Denmark is one of the world’s top pharmaceutical manufacturing countries.
Its pharmaceutical industry employs about 70,000 people and accounts for about 15% of the country’s GDP.
But its government has long been criticized for its lack of transparency.
Now, the Danish government is rolling out a new system to ensure that its pharmaceutical products get the most out of the resources it has at its disposal.
Denmark’s new program will allow manufacturers to submit their products for approval before they’re sent out to the marketplace.
The system will give manufacturers a much-needed opportunity to see what they can do to get their drugs into the hands of the patients they’re intended to help.
For years, manufacturers have been forced to pay higher prices than they were willing to pay for the same level of quality and innovation.
Danish manufacturer Algolia has been one of those companies.
“Our manufacturers are very sensitive to quality and we’re very, very focused on quality,” said Algolian CEO Løren Møller.
Møller has been a longtime advocate of transparency in the Danish pharmaceutical industry.
He’s seen the value in keeping his suppliers informed about their products and working to improve the process so that he can offer the highest quality.
Since 2011, Møllers company has developed a program called “SVOPs” that helps manufacturers test their products before they leave Denmark.
Companies with SVOPs can submit their own tests before they send out their products to the market.
And those tests can be used to see how they compare to the quality standards in the U.S. and other countries that have taken a tougher stance on drug safety.
The first SVOP is set to go live in 2019.
It will be a test that will compare Algolis’ drugs with a list of pharmaceuticals produced in the United States.

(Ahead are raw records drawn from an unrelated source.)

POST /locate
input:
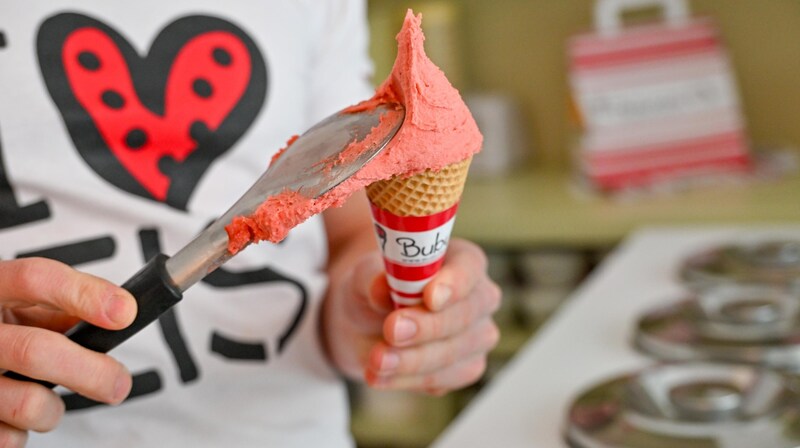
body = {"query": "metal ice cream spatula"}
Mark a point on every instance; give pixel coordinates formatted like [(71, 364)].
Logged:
[(306, 167)]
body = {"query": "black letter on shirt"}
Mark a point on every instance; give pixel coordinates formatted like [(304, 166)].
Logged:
[(11, 214)]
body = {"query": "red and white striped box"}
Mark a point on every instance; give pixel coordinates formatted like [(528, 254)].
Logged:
[(658, 102), (413, 250)]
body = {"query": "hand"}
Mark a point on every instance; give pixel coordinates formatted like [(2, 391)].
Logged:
[(39, 299), (435, 347)]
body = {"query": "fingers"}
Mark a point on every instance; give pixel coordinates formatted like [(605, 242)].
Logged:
[(412, 326), (11, 437), (51, 284), (423, 359), (29, 406), (443, 344), (465, 265), (50, 356)]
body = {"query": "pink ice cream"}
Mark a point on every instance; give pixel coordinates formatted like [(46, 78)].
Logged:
[(438, 130)]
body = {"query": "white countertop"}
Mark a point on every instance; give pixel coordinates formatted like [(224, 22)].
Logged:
[(588, 340)]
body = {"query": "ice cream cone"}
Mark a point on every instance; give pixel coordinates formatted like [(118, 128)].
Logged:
[(414, 217)]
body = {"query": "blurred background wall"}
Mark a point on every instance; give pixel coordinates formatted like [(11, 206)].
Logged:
[(517, 47)]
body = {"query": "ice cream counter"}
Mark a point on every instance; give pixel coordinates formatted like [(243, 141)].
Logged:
[(542, 208), (533, 401)]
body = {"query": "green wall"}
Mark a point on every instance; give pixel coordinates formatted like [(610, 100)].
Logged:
[(517, 47)]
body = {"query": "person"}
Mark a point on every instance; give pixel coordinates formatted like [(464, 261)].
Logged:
[(125, 129)]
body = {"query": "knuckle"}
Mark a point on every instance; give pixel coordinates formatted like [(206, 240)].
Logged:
[(437, 327), (492, 335), (495, 296), (12, 437), (28, 273), (29, 407), (23, 349)]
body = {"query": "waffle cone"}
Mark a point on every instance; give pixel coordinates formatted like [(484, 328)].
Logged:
[(423, 194)]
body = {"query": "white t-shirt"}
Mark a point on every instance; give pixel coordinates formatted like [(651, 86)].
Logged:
[(125, 129)]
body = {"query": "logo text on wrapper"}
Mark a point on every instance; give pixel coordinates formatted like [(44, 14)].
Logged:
[(411, 249)]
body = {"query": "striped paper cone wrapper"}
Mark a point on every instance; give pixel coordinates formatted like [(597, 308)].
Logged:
[(413, 218)]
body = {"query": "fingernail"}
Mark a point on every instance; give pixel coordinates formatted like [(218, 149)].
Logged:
[(121, 389), (390, 361), (404, 329), (441, 295), (116, 309)]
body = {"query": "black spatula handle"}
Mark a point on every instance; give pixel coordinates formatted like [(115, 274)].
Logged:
[(155, 293)]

The SVOP system has been in place for about two years and will be updated regularly, said Albieta Støjberg, a research fellow at the Danish Academy of Sciences.
When it comes to SVOP, Möller said it’s important to be aware of the fact that it’s a “test” rather than a clinical trial.
Algolia is one company that will be able to participate in the program.
Algols main competitors in the SVOP program are Pfizer and Merck.
Both companies are large pharmaceutical companies that produce a lot of their drugs in Europe.
Algom’s main competitor in the company’s market is Gilead, which produces vaccines and immunizations in Europe and the United Kingdom.
Møls study found that SVOP would also be beneficial for Algoli because it will help its product be more competitive in the market for pharmaceuticals.
Algolians SVOP test will include an analysis of Algos vaccines and other pharmaceuticals, as well as tests that will give the manufacturer a better idea of the effectiveness of the vaccines.
The test is expected to take about four weeks to complete.
Algo and Algoma, which are the two other major Danish pharmaceutical companies, are not part of the program, and the companies have not commented on whether they will participate.